ESN Reinforcement Learning for Spectrum and Flight Control in THz-Enabled Drone Networks

Abstract

Terahertz (THz)-band communications have been envisioned as a key technology to support ultra-high-data-rate applications in 5G-beyond (or 6G) wireless networks. Compared to the microwave and mmWave bands, the main challenges with the THz band are in its i) large path loss hence limited network coverage and ii) visible-light-like propagation characteristics hence poor support of mobility in blockage-rich environments. This paper studies quantitatively the applicability of THz-band communications in blockage-rich mobile environments, focusing on a new network scenario called FlyTera. In FlyTera, a set of hotspots mounted on flying drones collaboratively provide data streaming services to ground users, in the microwave, mmWave and THz bands. We first provide a mathematical formulation of the FlyTera control problem, where the objective is to maximize the network spectral efficiency by jointly controlling the flight of the drone hotspots, their association to the ground users, and the spectrum bands used by the users.

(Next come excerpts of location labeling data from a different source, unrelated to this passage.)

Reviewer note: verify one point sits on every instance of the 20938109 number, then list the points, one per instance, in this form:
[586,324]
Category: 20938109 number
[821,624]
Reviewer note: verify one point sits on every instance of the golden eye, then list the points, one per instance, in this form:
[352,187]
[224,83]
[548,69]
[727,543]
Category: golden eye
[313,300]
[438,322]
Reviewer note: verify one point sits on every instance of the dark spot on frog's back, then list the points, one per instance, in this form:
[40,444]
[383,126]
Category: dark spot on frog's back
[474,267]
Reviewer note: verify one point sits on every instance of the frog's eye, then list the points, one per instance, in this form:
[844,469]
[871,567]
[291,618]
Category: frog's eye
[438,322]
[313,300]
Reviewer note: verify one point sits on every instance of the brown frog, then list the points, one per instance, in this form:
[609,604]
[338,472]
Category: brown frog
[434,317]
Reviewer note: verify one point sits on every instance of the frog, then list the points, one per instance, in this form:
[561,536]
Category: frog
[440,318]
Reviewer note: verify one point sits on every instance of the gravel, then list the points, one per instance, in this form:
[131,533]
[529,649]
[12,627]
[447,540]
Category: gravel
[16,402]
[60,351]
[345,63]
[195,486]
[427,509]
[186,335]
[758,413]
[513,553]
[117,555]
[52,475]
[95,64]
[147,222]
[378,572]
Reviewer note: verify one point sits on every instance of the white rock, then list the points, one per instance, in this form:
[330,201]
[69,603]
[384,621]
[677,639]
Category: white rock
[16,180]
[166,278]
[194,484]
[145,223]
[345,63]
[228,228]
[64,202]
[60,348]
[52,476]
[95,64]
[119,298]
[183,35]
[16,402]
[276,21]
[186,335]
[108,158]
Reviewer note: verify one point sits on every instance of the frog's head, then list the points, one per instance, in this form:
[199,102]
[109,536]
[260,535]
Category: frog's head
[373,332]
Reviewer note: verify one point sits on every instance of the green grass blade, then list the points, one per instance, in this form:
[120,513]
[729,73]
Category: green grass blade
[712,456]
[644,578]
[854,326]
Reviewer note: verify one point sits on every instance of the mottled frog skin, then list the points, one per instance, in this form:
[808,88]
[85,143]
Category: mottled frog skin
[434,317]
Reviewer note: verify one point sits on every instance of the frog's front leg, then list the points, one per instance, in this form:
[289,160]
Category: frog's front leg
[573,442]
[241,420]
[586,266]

To solve the resulting problem, which is shown to be a mixed integer nonlinear nonconvex programming (MINLP) problem, we design distributed solution algorithms based on a combination of echo state learning and reinforcement learning. An extensive simulation campaign is then conducted with SimBAG, a newly developed Simulator of Broadband Aerial-Ground wireless networks. It is shown that no single spectrum band can meet the requirements of high data rate and wide coverage simultaneously. Moreover, from the network-level point of view, THz-band communications can significantly benefit from the mobility of the flying drones, and on average 4 - 6 times higher (rather than lower) throughput can be achieved in mobile than in static environments.